Voters told the Post their lack of enthusiasm was due to Biden’s economy, Middle East tension, criminal justice, and election integrity reforms.
• Only 62 percent of black Americans said they are “certain to vote,” down 12 points from June 2020.
• About one and five black voters who supported Biden in 2020 plan to vote for him again in 2024.
• About 62 percent of black Americans approved of Biden’s job performance, down from 66 percent in 2023, and down from 70 percent in 2022.
“I think it’s maybe because of the way the economy is going, how inflation is going and then with the whole situation in Palestine and how he’s responded to it — it’s just made me less impressed with him,” voter Michayla Crumble told the Post. “So the likelihood of me voting for him again is pretty low.”
“Economy and inflation, that’s still a big problem,” 35-year-old Biden voter Deatrick Woods said. “Rising prices affected me a lot, along with everybody else … more spending and less saving.”
Confidence in Biden’s economic leadership sunk to a historically low point, Gallup polling found Monday. Only 38 percent of Americans say they have a “great deal” or a “fair amount” of confidence in Biden to do or recommend the right thing for the economy.

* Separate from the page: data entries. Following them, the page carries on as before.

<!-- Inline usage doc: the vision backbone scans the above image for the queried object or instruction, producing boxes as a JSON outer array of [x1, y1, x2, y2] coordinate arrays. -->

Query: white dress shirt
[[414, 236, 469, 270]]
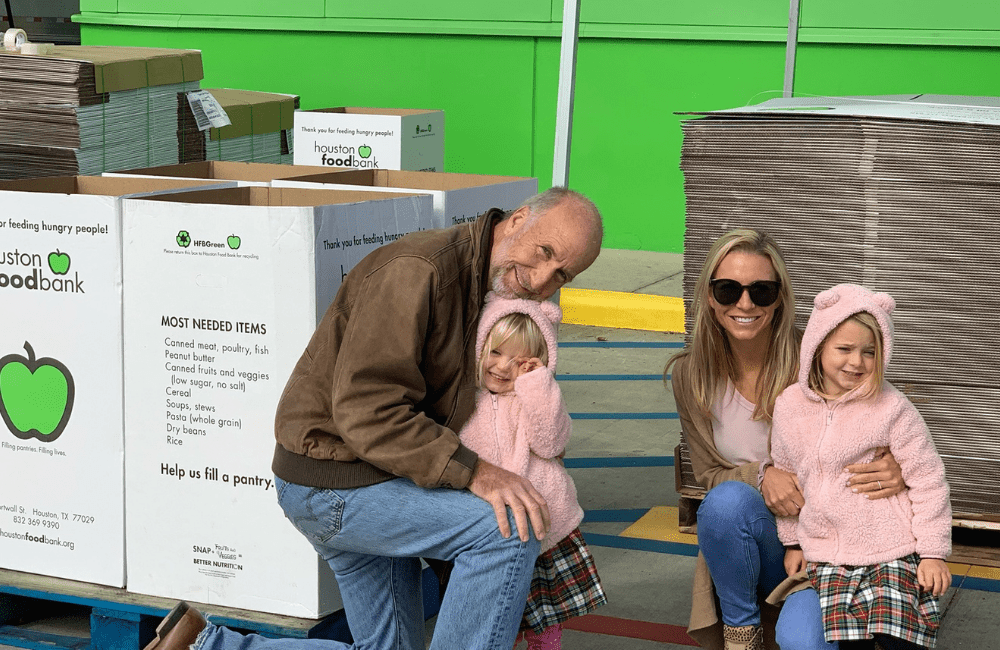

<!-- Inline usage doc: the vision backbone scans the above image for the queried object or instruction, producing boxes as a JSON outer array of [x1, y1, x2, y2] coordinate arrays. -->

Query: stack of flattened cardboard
[[205, 88, 299, 165], [681, 95, 1000, 520], [0, 45, 203, 179]]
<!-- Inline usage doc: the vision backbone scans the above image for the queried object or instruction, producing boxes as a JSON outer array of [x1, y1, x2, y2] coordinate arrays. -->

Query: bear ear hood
[[476, 291, 562, 374], [799, 284, 896, 392]]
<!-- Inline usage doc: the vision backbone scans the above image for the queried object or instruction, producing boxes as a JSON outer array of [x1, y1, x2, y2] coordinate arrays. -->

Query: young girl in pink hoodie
[[771, 284, 951, 650], [459, 293, 607, 650]]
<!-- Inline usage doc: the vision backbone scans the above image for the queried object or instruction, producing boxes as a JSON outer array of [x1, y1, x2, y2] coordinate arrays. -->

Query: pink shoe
[[524, 624, 562, 650]]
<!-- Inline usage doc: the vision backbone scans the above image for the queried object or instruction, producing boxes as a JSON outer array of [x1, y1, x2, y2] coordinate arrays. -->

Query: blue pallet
[[0, 568, 440, 650]]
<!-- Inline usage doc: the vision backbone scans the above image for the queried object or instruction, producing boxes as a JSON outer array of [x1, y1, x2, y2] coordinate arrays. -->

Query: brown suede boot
[[143, 600, 208, 650], [722, 625, 764, 650]]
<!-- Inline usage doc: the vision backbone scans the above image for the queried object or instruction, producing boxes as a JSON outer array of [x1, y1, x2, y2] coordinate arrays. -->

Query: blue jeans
[[698, 481, 837, 650], [194, 477, 539, 650]]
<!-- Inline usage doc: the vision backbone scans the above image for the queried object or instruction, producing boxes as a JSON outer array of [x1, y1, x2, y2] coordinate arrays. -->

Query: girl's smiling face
[[483, 338, 531, 393], [819, 320, 876, 399]]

.@SenatorTimScott told Breitbart News the trial Democrats are dragging Donald Trump through is only driving black voters away from Democrats. https://t.co/zYpVQJIDMC
— Breitbart News (@BreitbartNews) April 16, 2024
Democrat inroads among black, Hispanic, and Asian voters deteriorated to the lowest point in 60 years, polling from Gallup and Siena College recently revealed. In turn, black men could vote for former President Donald Trump in proportions not seen in American politics since the 1950s.

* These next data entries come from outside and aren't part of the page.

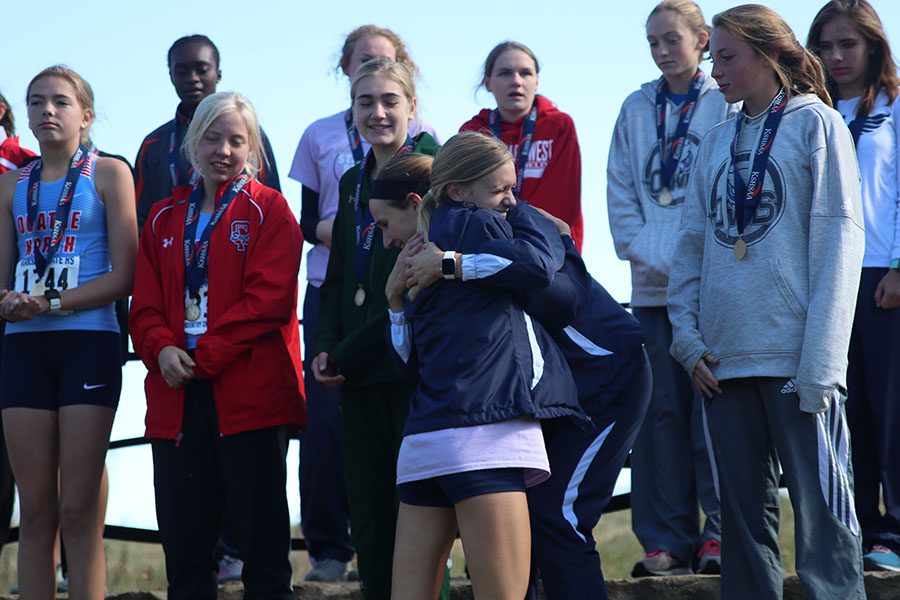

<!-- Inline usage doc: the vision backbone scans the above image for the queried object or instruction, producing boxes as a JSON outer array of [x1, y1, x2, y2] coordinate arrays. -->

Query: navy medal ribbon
[[353, 136, 413, 292], [184, 173, 250, 304], [27, 144, 93, 281], [729, 88, 788, 237], [656, 69, 706, 196], [847, 115, 869, 148], [489, 96, 538, 192]]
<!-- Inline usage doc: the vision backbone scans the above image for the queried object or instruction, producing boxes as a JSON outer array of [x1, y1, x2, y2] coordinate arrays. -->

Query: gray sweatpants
[[631, 306, 721, 565], [704, 377, 866, 600]]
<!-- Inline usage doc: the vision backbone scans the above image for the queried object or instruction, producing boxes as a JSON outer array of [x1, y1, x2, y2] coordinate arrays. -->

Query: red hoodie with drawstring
[[459, 95, 584, 252]]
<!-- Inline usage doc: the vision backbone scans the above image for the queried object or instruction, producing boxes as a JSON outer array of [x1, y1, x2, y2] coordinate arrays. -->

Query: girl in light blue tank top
[[0, 66, 137, 600], [6, 154, 119, 335]]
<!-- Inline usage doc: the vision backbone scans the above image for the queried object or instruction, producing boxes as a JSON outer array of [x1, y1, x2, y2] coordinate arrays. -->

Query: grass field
[[0, 499, 794, 594]]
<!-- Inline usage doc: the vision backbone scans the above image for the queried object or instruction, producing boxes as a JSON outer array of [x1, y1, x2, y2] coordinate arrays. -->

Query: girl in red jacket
[[131, 93, 305, 599], [459, 41, 583, 252]]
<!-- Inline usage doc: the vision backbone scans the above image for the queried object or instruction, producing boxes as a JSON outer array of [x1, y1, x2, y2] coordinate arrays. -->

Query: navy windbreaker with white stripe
[[404, 202, 584, 435], [478, 202, 644, 404]]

Thirty percent of black men and 11 percent of black women intend to vote for Trump in 2024, Wall Street Journal polling found in April. Only 12 percent of black men voted for Trump in 2020, voting data shows. There is no compatible 2020 polling for black men. In 2020, six percent of black women said they would vote for Trump, Associated Press polling found, five points less than the Journal‘s 2024 polling.